Pointing to "electro-mechanical technician" as one occupation arising from the industry, Pinnock said that maritime was about more than ports.

"This position can earn, in Belgium, 7,000 a month as a starting salary. Here in Jamaica we can target 2,000 of these people times 84,000 per year. That's over J$20 billion in salary. That's just one small position," he argued.

Pinnock noted that when an individual works on a ship, his way is paid so he have no expenses like rent. Putting it in context, he suggested that those workers could give back more to the island.

"I'm sure 40 to 50 per cent of that (investment) could come from remittances. What an impact that would have on Jamaica's economy!" he said.

Strategically positioned

Pinnock used The Philippines as an example of a nation putting the maritime sector to good use.

"Today, over 400,000 jobs and over 15 per cent of their GDP comes from just remittances from the maritime area. Jamaica, that is so strategically positioned ... there is tremendous opportunity here and the opportunity lies beyond just the expansion of the physical port facility," he said.

He pointed out that the industry was integrated as many of the engineers who come back from tours are snapped up by companies in other fields.

"During the recession, the Airports Authority was putting out ads 'preferably CMI graduates'. Why? Because they were coming with discipline and they were multi-faceted. Here is an industry that can hit the job market in a big way and we're doing more talking than action," he said.

Also addressing the meeting, Reid read the latest International Labour Organization executive summary report which stated that there was a global backlog of unemployment of 200 million.

"In addition, more than 400 million new jobs will be needed over the next decade to avoid further increase in unemployment," he noted.

The JC principal opined that Jamaica's economy was not meeting its potential and that the maritime sector could help change that.

"We have another opportunity through maritime to catch up and be the Singapore of the West. We want to make this our vision of 2030 - to use these maritime possibilities to be the catalyst to make the right structural adjustments to our economy," he said.

Reid asked guests to dream of a sector that could generate upwards of J$2.5 billion additional foreign exchange earnings, and a sector that could produce upwards of 30,000 high-paying jobs.

Thinking post-2014, he also envisioned six per cent annualised GDP growth.

Hayle, in her contribution, encouraged potential students in the industry to not only get certified, but to know how to apply their knowledge in the real world.

"You can't have a skill without being able to have the academic underpinnings that translate that knowledge into real-time opportunities," she said.

Major opportunity

Hayle noted that the global distribution system for any economy was made up of elements dealing with the air, sea, and information and communications technology.

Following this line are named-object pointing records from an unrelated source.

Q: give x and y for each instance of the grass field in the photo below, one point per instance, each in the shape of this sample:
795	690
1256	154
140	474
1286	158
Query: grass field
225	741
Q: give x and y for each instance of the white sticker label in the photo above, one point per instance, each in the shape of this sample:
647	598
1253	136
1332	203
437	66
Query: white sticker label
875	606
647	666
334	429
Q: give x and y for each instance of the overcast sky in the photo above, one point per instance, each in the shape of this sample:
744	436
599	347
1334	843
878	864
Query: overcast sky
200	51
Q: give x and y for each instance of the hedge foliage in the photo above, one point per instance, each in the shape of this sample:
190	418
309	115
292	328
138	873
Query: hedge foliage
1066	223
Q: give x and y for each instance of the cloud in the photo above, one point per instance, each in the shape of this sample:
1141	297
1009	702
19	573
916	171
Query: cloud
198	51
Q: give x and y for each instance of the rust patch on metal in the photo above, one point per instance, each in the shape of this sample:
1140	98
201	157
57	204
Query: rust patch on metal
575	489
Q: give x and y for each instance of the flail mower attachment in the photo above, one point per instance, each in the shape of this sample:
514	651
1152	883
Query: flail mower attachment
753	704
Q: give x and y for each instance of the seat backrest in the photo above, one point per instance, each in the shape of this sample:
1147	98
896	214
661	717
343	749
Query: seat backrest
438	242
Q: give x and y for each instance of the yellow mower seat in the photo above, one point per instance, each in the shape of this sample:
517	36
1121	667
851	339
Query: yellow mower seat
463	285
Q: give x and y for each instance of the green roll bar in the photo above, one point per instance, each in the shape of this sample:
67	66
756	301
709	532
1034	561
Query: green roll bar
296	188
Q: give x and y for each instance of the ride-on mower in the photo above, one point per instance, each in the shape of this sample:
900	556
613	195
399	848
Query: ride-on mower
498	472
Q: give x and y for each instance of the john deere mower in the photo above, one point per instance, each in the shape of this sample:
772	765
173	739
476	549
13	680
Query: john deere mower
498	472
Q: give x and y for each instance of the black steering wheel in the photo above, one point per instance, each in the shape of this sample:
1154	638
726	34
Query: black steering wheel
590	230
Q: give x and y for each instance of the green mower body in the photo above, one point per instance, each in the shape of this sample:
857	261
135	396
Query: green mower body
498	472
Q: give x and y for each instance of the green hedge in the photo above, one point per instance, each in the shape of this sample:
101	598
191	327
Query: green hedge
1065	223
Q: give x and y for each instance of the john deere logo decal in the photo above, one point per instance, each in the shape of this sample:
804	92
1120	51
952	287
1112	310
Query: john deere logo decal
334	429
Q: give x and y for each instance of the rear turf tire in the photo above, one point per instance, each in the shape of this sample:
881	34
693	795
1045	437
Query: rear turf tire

Business process outsourcing, which she said more foreign investors were asking her agency about, is a major opportunity in the global market as it entails the IT component.

She was of the view that the collaboration of the three local entities would get Jamaica's graduates ready.

"So if we have the skills on the ground in terms of maritime, with the HEART skills, with maritime as well as the IT and logistics that are taught here at CMI, you can see that we have great opportunities," said Hayle.

The event expanded on the memorandum of understanding signed between the CMI and JC last year, with JC being a feeder programme for the CMI.